# no more feeders?



## thomisdead (Mar 31, 2003)

Would it be possible to train a P to quit eating feeders? Maybe by not putting any in with them for a year or so?


----------



## smb (Jun 1, 2003)

Yea, just don't give them any feeders at all anymore.

If they refuse to eat anything _but_ feeders try weaning them off from them.

Make them go a day or 2 without eating and try feeding them what you would like them to start eating.

It might take some time but it should work.

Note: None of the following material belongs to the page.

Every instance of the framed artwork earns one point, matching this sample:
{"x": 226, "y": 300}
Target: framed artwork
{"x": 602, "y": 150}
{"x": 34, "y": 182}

What are you feeding them now besides feeders? How big are your p's?


----------



## thomisdead (Mar 31, 2003)

I only have one Red, I was just wondering if it would work. I mean, if it never saw another fish (other than the pleco) for the next year or so, would it quit trying to eat feeders? I feed it plenty of stuff besides feeders. He only get fish once or twice a month.


----------



## smb (Jun 1, 2003)

Sure it would work. I know a lot of people that wouldn't ever feed their fish feeders. :smile:

Edit:Oh wait...

I am misunderstanding you I think.

Do you mean after a year you would put other fish in there with him and he wouldn't try and eat them because he's used to going without feeders?

If so, then no. It's their nature to kill and he'll always do that. I'm not sure if going without feeders for so long would minimize this or not, but I wouldn't bank on it if that's what you mean.

If that is what you meant, I'm sorry, I misunderstood your original post.


----------



## Lahot (May 20, 2003)

I'd expect not.

The aggression of a P is not learned but inherent. If you put a feeder in there after a year it would kill the feeder. No other P taught it to kill the first feeder now did it.

this of course is my opinion, you never really know what any piranha will do.


----------



## RhomZilla (Feb 12, 2003)

You can train feeders to eat different varieties of food, but no matter how long you hinder them from eatting feeders, their natural instincts would take over.


----------



## Death in #'s (Apr 29, 2003)

rember a piranha is a piranha 
all animals have there instints that will always kick in


----------



## o snap its eric (Feb 19, 2003)

Almost every P i have, i trianed it to not eat feeders but loves to eat them when given. They can live without it.


----------



## JesseD (Mar 26, 2003)

HawgHunter11 said:


> Yea, just don't give them any feeders at all anymore.
> 
> If they refuse to eat anything _but_ feeders try weaning them off from them.
> 
> ...


 when i first started reading this i was thinking







, but it was a misunderstanding...lol

piranha will always have their killer instinct


----------



## Mr. Hannibal (Feb 21, 2003)

If they are hungry enough they will eat anything, still i believe is benefical a feeder once in a while to sharp their killing instinct...!


----------